OncoMate™ MSI Dx Analysis System Technical Manual
Instructions for Use of Product(s)
Literature # TM543
The OncoMate™ MSI Dx Analysis System encompasses a complete workflow for MSI determination, from DNA extraction to data analysis. First, DNA is extracted from FFPE colorectal tissue samples (normal and tumor from the same patient) using the Maxwell® CSC DNA FFPE Kit and Maxwell® CSC Instrument. Double-stranded DNA (dsDNA) is then quantified using a fluorescence-based dsDNA quantification system of your choice.

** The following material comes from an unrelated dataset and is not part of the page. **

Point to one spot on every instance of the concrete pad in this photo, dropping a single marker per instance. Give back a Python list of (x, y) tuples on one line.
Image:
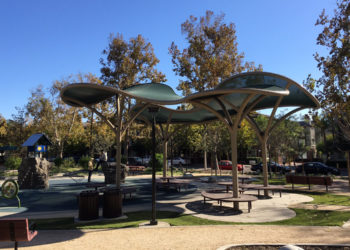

Next, amplification products are generated through multiplex PCR amplification of DNA microsatellite markers using the OncoMate™ MSI Dx Analysis System amplification kit (Cat.# MD2140). The PCR products are then mixed with Hi-Di™ Formamide and Size Standard 500 and heat-denatured. The resulting single-stranded DNA fragments are separated by size and detected via fluorescence using an Applied Biosystems® 3500 Dx Genetic Analyzer. Following capillary electrophoresis (CE), allele sizes from the CRC tumor DNA and the normal DNA are calculated and compared for each of the microsatellite markers using OncoMate™ MSI Dx Interpretive Software. If the length of two or more of the five mononucleotiderepeat marker alleles is changed by ≥2.75 base pairs (bp), the tumor is classified as MSI-H; if the allele length is changed for only one marker, or if the difference in allele lengths at the five markers is <2.75bp, the tumor is classified as microsatellite stable (MSS). The sizes of the Penta C and Penta D pentanucleotide-repeat marker alleles are compared as an identity check between the normal and tumor DNA samples.
This product is only available in the United States.